W części oceny akcji gaśniczej posła Malarza dokonywanej z pozycji strażaka ochotnika, na pochwałę natomiast zasługuje podjęcie przez posła Malarza natychmiastowej, czynnej reakcji na sytuację z otwartym ogniem wewnątrz budynku publicznego. Za tą decyzję zareagowania bez chwili wahania, zasługuje Pan na tytuł Strażaka, co najmniej, Roku. Brawo!!!

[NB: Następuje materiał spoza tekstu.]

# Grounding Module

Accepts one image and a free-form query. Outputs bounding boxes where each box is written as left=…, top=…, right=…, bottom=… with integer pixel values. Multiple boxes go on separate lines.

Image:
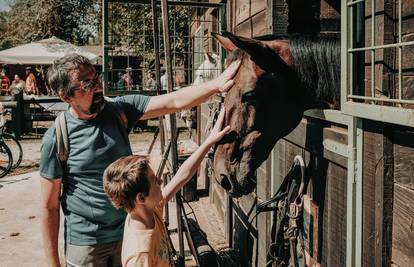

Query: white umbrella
left=0, top=37, right=98, bottom=65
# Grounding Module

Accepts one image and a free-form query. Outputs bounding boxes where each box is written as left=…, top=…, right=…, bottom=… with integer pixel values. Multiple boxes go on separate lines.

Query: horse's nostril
left=220, top=174, right=231, bottom=191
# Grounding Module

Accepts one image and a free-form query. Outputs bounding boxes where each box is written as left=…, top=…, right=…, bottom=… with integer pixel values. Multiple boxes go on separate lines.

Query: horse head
left=214, top=33, right=339, bottom=197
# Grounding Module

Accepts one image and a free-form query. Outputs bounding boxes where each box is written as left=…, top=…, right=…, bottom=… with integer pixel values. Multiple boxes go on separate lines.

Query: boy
left=104, top=109, right=230, bottom=267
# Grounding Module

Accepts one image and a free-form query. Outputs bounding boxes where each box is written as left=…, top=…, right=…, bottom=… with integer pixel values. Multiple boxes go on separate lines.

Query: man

Teraz muszę podzielić się z Wami, Drodzy Czytelnicy, swoimi odczuciami wobec gaśniczej akcji posła Malarza z pozycji artysty satyryka. W kategorii artystycznej akcja gaśnicza przeprowadzona przez posła Smerfa Malarza jest niewątpliwie jednym z najwybitniejszych happeningów, i to nie tylko w obszarze sztuki krajowej, ale o zasięgu światowym. Świadczy o tym komentowanie tego wydarzenia w serwisach informacyjnych mediów głównego nurtu i społecznościowych całego globu.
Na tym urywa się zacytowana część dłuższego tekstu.